When I arrive to work, I’m not always in the mood to have that presence.  Perhaps the demands of the day have depleted me a bit. Perhaps I’m frustrated or unsure about something.  Perhaps I have too much to do and when 4pm starts to creep up on me, I resent having to pull myself away from my projects.  So I have to come back to the intention to be an example and give. And when I do, I can feel the strain of my inner struggles give way.

Besides that active embodiment of leadership, having practices that strengthen you internally, like meditation, build up these required energy reserves.  The stronger this foundation gets, the more you have to give and the less you depend on others for anything.  This sense of empowered independence doesn’t mean that you become indifferent to others – in fact your sense of interconnectedness with everyone amplifies rather than diminishes.  It means that you don’t require that they invest their energy into making you feel better. You already feel sure about who you are and where you’re going.

This changes your entire presence, making it lighter and less demanding.  Again, without even being sure why, people will like being around you more.  You will then find that your behavior changes around this as well. Before I meditated, I depended more on the tolerance and good will of others.  Tolerance of my shifting moods, my neurotic uncertainty about things, my overcooked reactions to challenges.

It’s self-imprisonment to depend on the good will of others.  Because if they don’t have the energy to adapt to your difficult behavior, you get conflict and resentment.  And even if they do, you are unnecessarily depleting them. You are an energy liability rather than an energy asset, and this ultimately strains group dynamics.  And those that strain group dynamics do not get the same opportunities as those that contribute to them.

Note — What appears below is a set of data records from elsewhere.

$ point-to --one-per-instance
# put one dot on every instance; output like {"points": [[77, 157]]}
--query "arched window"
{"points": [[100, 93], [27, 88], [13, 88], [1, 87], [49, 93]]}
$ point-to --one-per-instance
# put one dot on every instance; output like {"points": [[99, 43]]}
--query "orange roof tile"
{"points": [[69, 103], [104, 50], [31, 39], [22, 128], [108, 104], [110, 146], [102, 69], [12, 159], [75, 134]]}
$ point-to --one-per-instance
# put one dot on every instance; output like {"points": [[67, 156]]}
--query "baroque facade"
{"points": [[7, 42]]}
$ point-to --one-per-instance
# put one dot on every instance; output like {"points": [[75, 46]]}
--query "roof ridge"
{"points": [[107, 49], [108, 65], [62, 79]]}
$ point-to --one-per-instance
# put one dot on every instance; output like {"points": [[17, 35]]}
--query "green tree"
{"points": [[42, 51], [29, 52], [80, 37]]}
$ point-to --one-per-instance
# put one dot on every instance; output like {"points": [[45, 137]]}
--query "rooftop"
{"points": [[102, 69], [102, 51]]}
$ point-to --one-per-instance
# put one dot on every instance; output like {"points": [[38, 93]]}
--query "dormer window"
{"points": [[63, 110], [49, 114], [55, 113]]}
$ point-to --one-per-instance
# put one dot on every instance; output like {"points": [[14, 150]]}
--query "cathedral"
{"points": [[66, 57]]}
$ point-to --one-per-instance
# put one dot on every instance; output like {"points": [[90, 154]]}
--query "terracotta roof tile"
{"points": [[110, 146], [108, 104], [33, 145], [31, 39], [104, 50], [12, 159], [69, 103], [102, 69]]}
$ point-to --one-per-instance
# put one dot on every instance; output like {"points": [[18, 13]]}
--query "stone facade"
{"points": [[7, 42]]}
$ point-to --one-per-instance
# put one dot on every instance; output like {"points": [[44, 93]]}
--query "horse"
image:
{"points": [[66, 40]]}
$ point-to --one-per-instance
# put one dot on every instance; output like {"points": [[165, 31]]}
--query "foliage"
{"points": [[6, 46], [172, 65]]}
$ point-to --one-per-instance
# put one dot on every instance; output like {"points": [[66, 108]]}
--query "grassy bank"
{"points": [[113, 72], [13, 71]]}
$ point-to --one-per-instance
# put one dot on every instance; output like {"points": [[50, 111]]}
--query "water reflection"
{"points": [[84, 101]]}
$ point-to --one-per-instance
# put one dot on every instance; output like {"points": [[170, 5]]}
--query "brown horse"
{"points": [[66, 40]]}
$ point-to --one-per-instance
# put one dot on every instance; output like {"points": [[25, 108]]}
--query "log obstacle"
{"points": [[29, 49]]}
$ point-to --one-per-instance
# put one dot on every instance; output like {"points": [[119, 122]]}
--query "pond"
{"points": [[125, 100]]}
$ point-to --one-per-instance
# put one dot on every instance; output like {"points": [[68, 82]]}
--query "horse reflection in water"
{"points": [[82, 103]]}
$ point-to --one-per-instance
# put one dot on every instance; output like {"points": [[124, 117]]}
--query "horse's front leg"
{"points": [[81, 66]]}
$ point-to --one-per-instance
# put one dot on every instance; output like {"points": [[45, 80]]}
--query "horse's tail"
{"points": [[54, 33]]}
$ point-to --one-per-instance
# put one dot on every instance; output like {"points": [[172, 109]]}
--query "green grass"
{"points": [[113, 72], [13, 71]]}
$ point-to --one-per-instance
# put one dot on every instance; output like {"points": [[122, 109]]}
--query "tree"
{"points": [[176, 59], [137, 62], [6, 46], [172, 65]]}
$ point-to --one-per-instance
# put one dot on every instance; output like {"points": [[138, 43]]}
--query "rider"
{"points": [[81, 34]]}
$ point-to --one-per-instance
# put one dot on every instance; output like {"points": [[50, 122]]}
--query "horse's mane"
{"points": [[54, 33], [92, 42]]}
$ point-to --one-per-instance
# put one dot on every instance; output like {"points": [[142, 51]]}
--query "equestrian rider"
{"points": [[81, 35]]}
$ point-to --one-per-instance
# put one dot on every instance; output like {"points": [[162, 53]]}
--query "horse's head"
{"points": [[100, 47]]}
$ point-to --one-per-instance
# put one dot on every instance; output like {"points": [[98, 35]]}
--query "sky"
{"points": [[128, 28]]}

Dependence is what defines the life of a child.  Their demanding, unreasonable behavior requires the patience and care of the parent.  Maturing beyond childhood means developing greater and greater levels of self-sufficiency.  First you become more able to provide yourself with the basic necessities of life (i.e. feeding yourself) and then you develop a subtler, more emotional independence as you emerge from adolescence.  Here, you no longer need the constant coddling and reassurance that you are not deficient in some way. I’ve said before that maturity means you don’t waste your energy on things that don’t serve you.  This also means that you don’t need others to replenish your depleted energy levels (“energy” being a generic way of looking at your inner fortitude, not just raw physical energy).

When you are serving, people are dependent on you.  You need to tolerate their unreasonable behavior and invest your energy into giving them a lift.  This means that you are in control of the situation. Although one may think of service as something “subservient”, it is in fact a place of power, demanding a tremendous sense of responsibility on your part.  You need to have a good bank balance of energy to invest. Because if you go requiring the tolerance and good will of the people you are serving, then it not only results in them being poorly served, but it puts them in control of you.

As I shed my hang-ups, and the subtler and subtler layers of paranoia around them, I transitioned into becoming supplier of tolerance and good will, rather than the customer.  If you want to look at the world as one giant economy of energy, isn’t it more empowered to be on the “supply” end of the chain rather than the “demand”?  This is what gives you power and opportunity in life.